# How I Make My Duct Tape Cones



## Turtle (Dec 6, 2012)

First off, please let me give credit to '*BackyardBowyer*' from youtube for this method. Well done, and I really haven't changed

all that much from the way he shows it if any.

I find these so easy to make and they come out pretty uniform and perform well on my bamboo kabob skewers.

First off, you will need these items...









Duct tape, pen, scissors, piece of your diameter blowgun or the pipe itself.









Cut two rough squares of 2 1/2 inches.









Next, you will need to fold the bottom edge as shown up leaving a bit to fold over and seal.









Fold over flap being careful to fold the entire length right to the cones tip.









This is what it should look like.









Ok, this is what I found to be a bit tricky and this photo and the next show you proper placement of the second

outer piece of tape. I found if I didn't hit the angle quite right I was left with a underside sticky seam showing

which of course you don't want. Don't get to worried about it as there is leeway, try to get as close as you can.









The underside view which may be a better show of how second piece needs to look.









Fold the little outer flap over first, as shown.









Now you want to begin rolling the outer layer over the inner. You don't want creases so go slow using your

index finger to complete.









Just about done...









Done.









Grab your piece of pipe, or blowgun now your ready to measure, cut and fine tune your cone.
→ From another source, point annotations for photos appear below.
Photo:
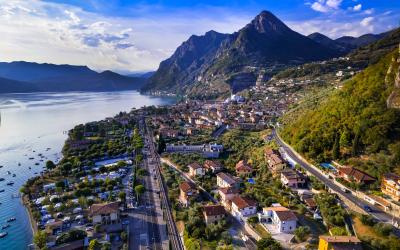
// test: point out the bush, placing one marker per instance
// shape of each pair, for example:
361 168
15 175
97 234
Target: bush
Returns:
383 229
367 220
301 233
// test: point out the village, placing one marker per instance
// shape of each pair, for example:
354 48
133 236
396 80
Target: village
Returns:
229 182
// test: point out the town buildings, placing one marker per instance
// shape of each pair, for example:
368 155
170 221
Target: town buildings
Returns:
391 186
351 174
293 179
213 213
187 191
243 207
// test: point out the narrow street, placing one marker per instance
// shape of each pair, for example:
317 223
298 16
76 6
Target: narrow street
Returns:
147 229
376 212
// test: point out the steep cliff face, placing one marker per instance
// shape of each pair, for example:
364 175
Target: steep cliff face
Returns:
393 75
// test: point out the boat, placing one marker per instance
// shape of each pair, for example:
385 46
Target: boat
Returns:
11 219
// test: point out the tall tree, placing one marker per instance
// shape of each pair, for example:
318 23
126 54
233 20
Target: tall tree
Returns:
336 147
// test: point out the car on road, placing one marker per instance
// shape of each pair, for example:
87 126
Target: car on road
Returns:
368 209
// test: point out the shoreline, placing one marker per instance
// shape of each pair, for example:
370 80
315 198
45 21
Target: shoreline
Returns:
25 202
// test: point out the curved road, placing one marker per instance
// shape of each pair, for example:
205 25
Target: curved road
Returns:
376 211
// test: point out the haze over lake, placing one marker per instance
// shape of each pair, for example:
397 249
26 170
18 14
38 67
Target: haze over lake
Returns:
32 123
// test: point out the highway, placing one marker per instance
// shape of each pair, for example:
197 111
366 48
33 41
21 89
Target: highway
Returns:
146 224
154 159
376 212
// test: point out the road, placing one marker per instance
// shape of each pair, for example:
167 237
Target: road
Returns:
153 158
147 227
219 131
377 212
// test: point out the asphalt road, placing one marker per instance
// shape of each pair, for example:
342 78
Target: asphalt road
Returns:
146 222
376 211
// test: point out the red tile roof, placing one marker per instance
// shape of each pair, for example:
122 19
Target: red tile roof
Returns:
105 208
243 202
187 186
357 174
213 210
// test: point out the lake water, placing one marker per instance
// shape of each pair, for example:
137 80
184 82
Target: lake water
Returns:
32 123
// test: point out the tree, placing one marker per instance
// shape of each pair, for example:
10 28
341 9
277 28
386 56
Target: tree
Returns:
268 244
50 165
94 245
40 239
356 144
336 148
139 190
106 246
301 233
122 196
161 144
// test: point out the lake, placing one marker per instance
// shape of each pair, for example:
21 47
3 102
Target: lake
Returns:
35 123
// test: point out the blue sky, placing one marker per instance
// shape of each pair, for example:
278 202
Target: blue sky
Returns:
129 36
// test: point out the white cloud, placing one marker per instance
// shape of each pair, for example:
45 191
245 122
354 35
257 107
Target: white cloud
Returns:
326 5
58 33
367 21
357 7
369 11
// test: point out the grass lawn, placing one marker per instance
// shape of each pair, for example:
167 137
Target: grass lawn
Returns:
261 230
364 230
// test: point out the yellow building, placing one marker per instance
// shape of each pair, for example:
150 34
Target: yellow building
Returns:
339 243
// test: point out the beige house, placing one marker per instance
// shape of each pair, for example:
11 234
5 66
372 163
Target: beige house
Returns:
213 213
195 169
104 213
187 191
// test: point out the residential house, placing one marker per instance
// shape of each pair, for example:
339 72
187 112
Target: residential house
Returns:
195 169
339 243
351 174
275 162
293 178
243 207
187 191
391 186
243 168
214 166
226 194
227 180
213 213
282 219
104 213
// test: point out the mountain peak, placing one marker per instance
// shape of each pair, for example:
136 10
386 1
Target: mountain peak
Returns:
267 22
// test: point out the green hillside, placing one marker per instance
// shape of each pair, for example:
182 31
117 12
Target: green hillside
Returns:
352 124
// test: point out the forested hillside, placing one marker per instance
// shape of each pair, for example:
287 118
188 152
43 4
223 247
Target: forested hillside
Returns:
353 124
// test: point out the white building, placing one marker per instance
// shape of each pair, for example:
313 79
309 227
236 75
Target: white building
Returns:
282 219
243 207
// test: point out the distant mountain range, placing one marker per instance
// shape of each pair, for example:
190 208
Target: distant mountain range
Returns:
345 44
34 77
215 63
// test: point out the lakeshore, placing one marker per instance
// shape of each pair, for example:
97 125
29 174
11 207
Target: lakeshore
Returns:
35 123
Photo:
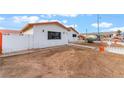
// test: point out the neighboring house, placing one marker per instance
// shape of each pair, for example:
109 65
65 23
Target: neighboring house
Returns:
73 35
37 35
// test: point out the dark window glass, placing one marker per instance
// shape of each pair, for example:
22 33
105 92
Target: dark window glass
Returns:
54 35
74 35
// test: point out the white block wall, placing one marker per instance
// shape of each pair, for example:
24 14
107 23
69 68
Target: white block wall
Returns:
71 38
12 43
41 38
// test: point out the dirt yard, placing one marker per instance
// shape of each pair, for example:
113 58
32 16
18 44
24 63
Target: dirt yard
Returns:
64 61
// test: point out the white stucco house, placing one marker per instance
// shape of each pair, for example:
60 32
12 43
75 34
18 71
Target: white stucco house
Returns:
38 35
72 35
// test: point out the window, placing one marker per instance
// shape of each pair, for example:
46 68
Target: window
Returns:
74 35
54 35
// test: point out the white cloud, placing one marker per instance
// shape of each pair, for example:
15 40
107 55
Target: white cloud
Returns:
102 25
62 15
29 19
2 18
63 21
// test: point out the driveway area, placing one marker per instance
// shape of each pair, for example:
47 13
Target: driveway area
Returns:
63 61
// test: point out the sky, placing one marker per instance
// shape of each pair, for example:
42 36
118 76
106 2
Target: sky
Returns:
81 22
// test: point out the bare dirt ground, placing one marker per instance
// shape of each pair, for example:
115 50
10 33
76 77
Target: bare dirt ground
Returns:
65 61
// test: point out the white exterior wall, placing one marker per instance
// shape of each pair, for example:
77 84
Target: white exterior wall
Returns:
71 38
38 39
41 38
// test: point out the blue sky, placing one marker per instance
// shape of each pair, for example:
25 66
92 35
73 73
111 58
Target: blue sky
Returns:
108 22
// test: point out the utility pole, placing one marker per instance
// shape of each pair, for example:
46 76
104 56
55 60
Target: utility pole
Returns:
98 23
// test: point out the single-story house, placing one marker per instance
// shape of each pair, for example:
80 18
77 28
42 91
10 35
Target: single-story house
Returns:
37 35
72 34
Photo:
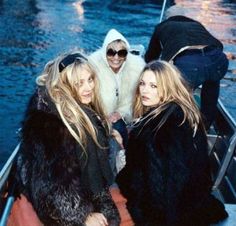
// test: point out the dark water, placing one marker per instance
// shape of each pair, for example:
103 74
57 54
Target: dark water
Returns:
33 32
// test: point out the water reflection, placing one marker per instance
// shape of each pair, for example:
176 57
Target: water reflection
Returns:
219 18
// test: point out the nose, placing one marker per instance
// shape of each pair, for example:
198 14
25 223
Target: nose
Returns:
88 86
143 89
116 56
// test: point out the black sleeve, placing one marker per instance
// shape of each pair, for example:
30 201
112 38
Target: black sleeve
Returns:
104 204
154 48
170 143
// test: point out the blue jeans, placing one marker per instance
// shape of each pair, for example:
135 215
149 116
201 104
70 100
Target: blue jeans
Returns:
204 67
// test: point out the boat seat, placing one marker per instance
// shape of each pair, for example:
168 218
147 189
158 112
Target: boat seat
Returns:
231 220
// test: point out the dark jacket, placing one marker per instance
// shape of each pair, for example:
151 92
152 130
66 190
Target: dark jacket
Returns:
166 179
175 33
63 184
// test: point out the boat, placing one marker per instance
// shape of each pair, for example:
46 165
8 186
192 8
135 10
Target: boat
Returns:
222 153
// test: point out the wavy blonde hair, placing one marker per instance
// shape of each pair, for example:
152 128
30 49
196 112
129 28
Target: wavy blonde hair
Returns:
63 90
171 87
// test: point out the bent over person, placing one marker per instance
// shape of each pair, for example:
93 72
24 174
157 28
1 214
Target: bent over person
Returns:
167 179
62 166
196 53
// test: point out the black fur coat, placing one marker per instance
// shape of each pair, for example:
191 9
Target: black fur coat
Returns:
166 178
63 185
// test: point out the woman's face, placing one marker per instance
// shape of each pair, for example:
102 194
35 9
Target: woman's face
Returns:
86 86
116 56
148 89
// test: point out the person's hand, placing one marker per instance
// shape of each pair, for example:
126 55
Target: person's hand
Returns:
96 219
114 117
118 137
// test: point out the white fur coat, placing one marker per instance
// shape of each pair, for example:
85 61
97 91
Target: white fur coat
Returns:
125 80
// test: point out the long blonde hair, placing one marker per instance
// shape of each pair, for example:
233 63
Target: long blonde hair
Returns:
171 87
61 86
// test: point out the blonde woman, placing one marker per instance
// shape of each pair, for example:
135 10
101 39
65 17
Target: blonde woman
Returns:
63 166
166 178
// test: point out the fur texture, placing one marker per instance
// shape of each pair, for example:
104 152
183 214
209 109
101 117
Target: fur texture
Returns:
51 171
167 179
125 80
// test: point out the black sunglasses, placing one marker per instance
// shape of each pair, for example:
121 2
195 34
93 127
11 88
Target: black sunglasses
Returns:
71 59
121 53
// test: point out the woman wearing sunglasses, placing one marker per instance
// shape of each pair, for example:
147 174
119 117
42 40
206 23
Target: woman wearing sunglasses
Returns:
118 72
63 166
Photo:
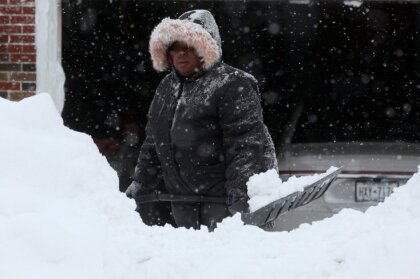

Insert cone in and push gently.









Now your ready to run your pen, (ballpoint is good) around half of cone is sufficient.









Pull it out and there it is.









Now your ready for the cut along the blue line.









There she be. Now you will probably see it's got a peak on one side of the cone, trim it flush.









Now, all that's needed is a bit of fine trimming to fit your bore and you should be off to locate

a dart and complete.









Hope you found it helpful. Cheers.

Turtle


----------



## The Warrior (Dec 8, 2012)

That works out nicely, thanks for sharing.


----------



## NightKnight (Dec 5, 2012)

Good DIY!! Thanks for showing it!


----------



## Turtle (Dec 6, 2012)

My pleasure.


----------



## cjb4u (Dec 10, 2012)

Very nice!!! Thank you!


----------



## Lightgeoduck (Dec 8, 2012)

Love it! Thanks for taking the time to do this.


LGD


----------



## Beanflip (Dec 12, 2012)

Good post. As I was reading I remembered going to a friends house when i was in middle school. I made a tube the size of a co2 cartridge and a dart with a strait pin in the end. ( this will sound like we were not good friends) My friend was laying on his stomach watching tv in his basement. I shot him in the butt from the top of the stairs. I should have gotten my butt kicked for that. But, back to your post. Some bright colored duct tape would be fun and easier to find darts.


----------



## Turtle (Dec 6, 2012)

Thanks again guys for your comments. 

Yes, beanflip using say a yellow or orange color for the inside would make it look sharp and easier to find outside.


----------



## treefork (Dec 8, 2012)

Thanks Turtle man!


----------



## treefork (Dec 8, 2012)

Just did it. Works GREAT! More durable than paper cones with the moisture exposure after multiple shots. Great contribution to the forum..


----------



## Turtle (Dec 6, 2012)

Glad it worked for you treefork!


----------



## superman365 (Dec 11, 2012)

Dont think I've ever made a bad cone this way


----------



## Beanflip (Dec 12, 2012)

Good stuff.


----------



## NaturalFork (Dec 7, 2012)

Thanks for posting. That is also how I make tape cones. Easy and effective!


----------



## Turtle (Dec 6, 2012)

I'd been looking for a week or so and came across a couple of methods shown on youtube I didn't care for,

but when I gave BYB's method a whirl it was like a weight had been lifted. Hearing you chaps have been using it for a

long period of time also instills confidence. 

Cheers,

Turtle


----------



## Carbon (Dec 22, 2012)

Just tried this idea out, and it works great! Thanks so much for the tutorial, it also works for packing tape


----------



## Bigfoot (Jan 5, 2013)

Awesome, thanks for the detailed pics.


----------



## THWACK! (Dec 29, 2014)

Great post and photos. I guess I'll return my new plumb bob to Homedepot...

Suggest one uses yellow or orange duct tape for the inner portion (so you can find it later), and camo tape on the outside layer so as not to attract unwanted attention.


----------